Are you still experiencing issues with this, or were you able to get this resolved?

Thanks,
Wes

James Gordon

unread,
Sep 27, 2017, 9:24:49 AM9/27/17
to security-onion

Wes,

I rebuilt the ELK server last night. Just rebuilding it fixed the dropped logs as reported by syslog-ng on the production sensor, but only a very small portion of the logs were making into elasticsearch still. I noticed some error logs in /var/logs/logstash/logstash.log for DomainStats timing out - I disabled domain stats in /etc/nsm/securityonion.conf, rebooted, and things are working much better! I will note that I had to increase the logstash workers count to keep up with the logs. It fell behind pretty quickly last night - after an hour of ingesting logs it was 45 minutes behind - so I bumped the logstash worker count to 8 and it was up to date when I checked on it this morning. Over the past 14 hours ELK has ingested just under 30 million logs.

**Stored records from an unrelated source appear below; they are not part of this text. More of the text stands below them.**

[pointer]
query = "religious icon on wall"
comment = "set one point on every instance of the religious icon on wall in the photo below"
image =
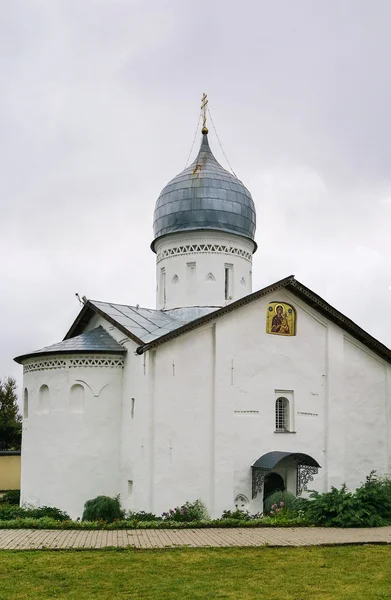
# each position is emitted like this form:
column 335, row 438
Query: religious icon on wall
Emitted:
column 280, row 319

As mentioned in my response to Doug, I built the ELK instance in a test / lab environment that has open access to the internet, then swapped it over to production. It does not currently have proxy rules in place to connect outbound to the internet, so I'm assuming that's the cause of the domain stats time outs.

Thanks,

James Gordon

Eric Appelboom

unread,
Oct 18, 2017, 9:19:33 AM10/18/17
to security-onion

Had similar issue with domainstats slowing down the indexing of logs
the systems were long periods of sporadic log indexing.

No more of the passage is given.